I commented some years ago on the troubles that Egypt and related tyrant-run countries faced in the coming years. Saudi Arabia will not be far behind and the word will be better off when the House of Saud is toppled.
I lost sleep over the efforts of the people of Egypt becoming at once very emotional/moved at the sacrifices the middle to lower classes are making to change their lot in life (it’s emotional just putting this together). I was also moved by groups like TOR, Anonymous and the French ISP who offered free dial-up services for the Egyptian people. The beauty of the Net is that even we arm chair generals can, via TOR, create bridges that, if the censored of the world can find them, can be used to get their word out somewhat anonymously. That’s thanks, initially, to the US Navy who funded the project.
I am thinking back to the late 1960’s and early 1970’s when the American people had the piss and vinegar that those in Egypt, Tunisia, Yemen and Jordan are now displaying. And let’s not forget the French and British people who took the streets last year over proposals to cut their benefits, wages and increase working hours.
Meanwhile, here in the USA, the US Congress hesitates to extend benefits for a portion of the 20 percent of America’s population out of work and not likely to get employed gainfully for years.
And where are the American people as a trillion dollars is given to salvage banking and financial firms?

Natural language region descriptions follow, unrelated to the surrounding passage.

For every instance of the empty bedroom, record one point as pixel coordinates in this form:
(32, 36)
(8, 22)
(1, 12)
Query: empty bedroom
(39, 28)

The response to it all is to think that all’s ok here in the USA when, in fact, it is not. We clearly have lunatics in the US Congress now across the board and a President who has continued and even accelerated the Reagan-Bush I-Clinton-Bush II destruction of the American Constitution and Civil Society. The USA is clearly becoming a militarized state. Even as Wikileaks and assorted Leakers provide hard evidence that American leadership is defunct the militarization continues. Fear pervades the land in the USA: fear of job/benefit loss, fear of terrorism, fear of taking a stand against the idiocy, fear of knowing the truth.
To me at least, art is a refuge and a record of history, a record that rewinds/replays constantly.
Art is music, lyrics and speech too.
Upon seeing Al Jazzera’s coverage of Egypt over the past few days, I went to my link to video of Malcolm X at Oxford in 1964:
Pulled out of the IPhone songs like Ball of Confusion by the Temptations, Foght the Power by Public Enemy, Monster by Steppenwolf. Those songs have lyrics that matter. Where are the artists now?
I think too of Thomas Jefferson who got it right:
“Prudence, indeed, will dictate that Governments long established should not be changed for light and transient causes; and accordingly all experience hath shewn that mankind are more disposed to suffer, while evils are sufferable than to right themselves by abolishing the forms to which they are accustomed. But when a long train of abuses and usurpations, pursuing invariably the same Object evinces a design to reduce them under absolute Despotism, it is their right, it is their duty, to throw off such Government, and to provide new Guards for their future security.” (source)
In the end, real change has to come from the street.